# hymer awning light bulb



## mickpb395 (Aug 1, 2015)

can anyone help, found out why my awning light not working , no bulb(not had van long haha) 
could anyone advise what size and wattage needed please and best place to get one.
thanks 
micktheb


----------



## Brock (Jun 14, 2005)

My 2013 Hymer has LEDs in the awning light. My Hymer manual tells me they don't need replacing so give no details.

Suggest you post the age and model of your van.
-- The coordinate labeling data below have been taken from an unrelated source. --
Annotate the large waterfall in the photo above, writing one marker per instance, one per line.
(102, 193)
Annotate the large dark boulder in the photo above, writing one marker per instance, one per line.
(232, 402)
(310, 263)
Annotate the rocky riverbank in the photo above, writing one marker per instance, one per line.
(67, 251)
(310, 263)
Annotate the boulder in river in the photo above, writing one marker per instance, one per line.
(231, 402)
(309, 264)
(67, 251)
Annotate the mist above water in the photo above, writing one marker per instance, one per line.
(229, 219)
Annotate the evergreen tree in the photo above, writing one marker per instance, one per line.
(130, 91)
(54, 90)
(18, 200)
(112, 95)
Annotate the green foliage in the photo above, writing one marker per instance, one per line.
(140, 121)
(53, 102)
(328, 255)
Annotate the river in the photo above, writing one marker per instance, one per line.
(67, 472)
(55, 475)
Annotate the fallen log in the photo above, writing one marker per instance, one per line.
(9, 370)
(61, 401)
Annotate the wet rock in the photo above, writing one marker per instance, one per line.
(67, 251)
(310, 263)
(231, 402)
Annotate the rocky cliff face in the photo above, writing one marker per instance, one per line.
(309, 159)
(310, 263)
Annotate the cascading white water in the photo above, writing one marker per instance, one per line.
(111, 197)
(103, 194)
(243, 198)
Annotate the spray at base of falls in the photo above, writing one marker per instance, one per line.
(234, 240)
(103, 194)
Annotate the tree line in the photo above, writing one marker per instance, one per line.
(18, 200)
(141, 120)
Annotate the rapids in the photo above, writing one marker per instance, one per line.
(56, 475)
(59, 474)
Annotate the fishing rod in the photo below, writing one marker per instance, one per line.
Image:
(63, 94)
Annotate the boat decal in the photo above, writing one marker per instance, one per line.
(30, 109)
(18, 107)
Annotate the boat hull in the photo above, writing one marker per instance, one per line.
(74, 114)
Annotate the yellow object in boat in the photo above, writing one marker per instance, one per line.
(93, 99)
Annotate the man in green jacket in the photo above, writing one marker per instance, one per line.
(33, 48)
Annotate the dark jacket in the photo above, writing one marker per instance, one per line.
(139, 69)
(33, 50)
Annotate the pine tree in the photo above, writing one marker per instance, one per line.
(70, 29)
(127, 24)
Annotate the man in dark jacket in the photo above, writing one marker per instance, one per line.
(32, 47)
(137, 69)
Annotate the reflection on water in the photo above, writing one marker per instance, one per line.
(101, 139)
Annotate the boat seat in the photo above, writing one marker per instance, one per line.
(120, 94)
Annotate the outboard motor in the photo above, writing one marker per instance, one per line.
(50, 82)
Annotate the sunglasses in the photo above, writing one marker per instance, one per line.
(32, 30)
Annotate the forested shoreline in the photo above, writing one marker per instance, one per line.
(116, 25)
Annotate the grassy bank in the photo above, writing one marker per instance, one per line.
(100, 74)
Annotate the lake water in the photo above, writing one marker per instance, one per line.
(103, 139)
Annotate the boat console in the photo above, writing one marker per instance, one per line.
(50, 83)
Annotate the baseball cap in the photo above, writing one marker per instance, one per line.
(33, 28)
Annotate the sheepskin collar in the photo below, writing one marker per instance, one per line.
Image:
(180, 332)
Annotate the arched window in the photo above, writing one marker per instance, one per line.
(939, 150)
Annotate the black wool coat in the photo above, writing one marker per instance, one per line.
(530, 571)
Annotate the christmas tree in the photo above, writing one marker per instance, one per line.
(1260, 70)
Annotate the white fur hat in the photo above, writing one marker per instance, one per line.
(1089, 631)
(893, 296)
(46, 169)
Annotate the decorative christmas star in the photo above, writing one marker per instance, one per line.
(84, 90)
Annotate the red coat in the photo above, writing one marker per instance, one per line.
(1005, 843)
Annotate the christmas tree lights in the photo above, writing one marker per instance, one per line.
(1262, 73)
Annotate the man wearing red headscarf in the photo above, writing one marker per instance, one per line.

Those with a similar van may have a manual which gives the bulb details.


----------



## mickpb395 (Aug 1, 2015)

thanks brock
my van is a hymer starline 640, 2001. anyone help with awning bulb size
cheers


----------



## Geriatricbackpacker (Aug 21, 2012)

There are two bulbs inside, cap less G4 type 5watts according to this thread

forums.motorhomefacts.com/60-hymer-motorhomes/20027-replace-outside-light-hymer-680b-help.html


----------



## Pudsey_Bear (Sep 25, 2008)

Could you post a close up of the holder and with measurements if poss, as you get different sizes but same type.


----------



## mickpb395 (Aug 1, 2015)

yes my awning light does take 2 low watt bulbs,thanks for the advice, but on closer inspection that part of light and wiring is very badly rusted, time to fit a new light i think,
so,,, has anyone fitted an awning light ,not hymer awnning light , but another make in place of.
how difficult was the wiring ?
thanks 
micktheb


----------



## Pudsey_Bear (Sep 25, 2008)

Hi Mick and welcome to MHF.

The wiring is simple usually, only two as a rule, positive and negative, so not rocket science but they do need to be the right way around, the new fitting should be marked up or it'll be in the instructions, it might be you can just replace the bulbs with LEDs siliconed into the fitting, otherwise it'll be a new fitting, but then you need to find one which is the same or big enough to cover the marks where the old one was.


----------



## nickkdx (May 26, 2009)

I replaced the original Halogen bulbs in my awning/door light (2001 B584) with these
http://www.atenlighting.co.uk/6led-side-pin-g4.html
I choose cool white, these fit into the original housing and don't discolour the lens due to not getting hot like the halogen bulbs.


----------



## EJB (Aug 25, 2007)

Just replaced my awning light....like for like on a UK MH.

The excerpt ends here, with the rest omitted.